うん、なかなかよかった。素敵なダンサーを見つけたし、自分のなかにリズムを取り戻せた感じ。明日さっそく再現させてみたい。


しかし「白と黒」とか「光と影」っていうのはなぜにこんなにダンスの舞台で使われるのかな…もう新しくはないし、あえてそれを使っているという気概も特には見えない。
ああまたか、と思わせてもそれを打ち消すほど踊りが斬新、とかはっとさせられるものだったらいいのだけれど…ありきたりな演出ね、っていう気持ちにどうしてもなってしまう。
結構、大変なチャレンジだと思うんだけどなあ…ありきたりをやるのって。なのにそれだけで終わっちゃうなんて…それでいいのかな。
単純なこのテーマに乗って複雑な表現を含む踊りをするのならいい気がする。
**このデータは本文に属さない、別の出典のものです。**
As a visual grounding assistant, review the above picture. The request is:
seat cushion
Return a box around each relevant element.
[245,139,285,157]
でも踊りはどちらかというと形、のほうだった。
「これいいな」と本当に思ってこのテーマみたいなものを選んだのかな…それとも色々やっているとここに辿り着いちゃうんだろうか。

でもダンサーはよかった。それがかなりカバーしていたし、だからそこまで含めて考えているのだとしたらよかったかな、と言える。


自分があれ以上のことをできると思ったりしてるわけではもちろんないけれど。


帰り、国立競技場でSMAPのコンサートをやっていた。空にむかってレーザー光線が飛び出たり、歌声もがんがん聞こえていてちょっとお得な気持ち。
当然あの会場に入れなかったたくさんのファンがいるのだ。国立競技場を取り囲んで歌ったり、光るものを持ってゆらゆらさせたりしていた。

すごいな。
私は特にSMAPが好きではないのだけれどあれだけの人の気持ちを動かすってやっぱりすごいことだ。嘘やいつわりやごまかしは、こんなに多くの人をつなぎ止めることはできないもの。それもこんなに長年。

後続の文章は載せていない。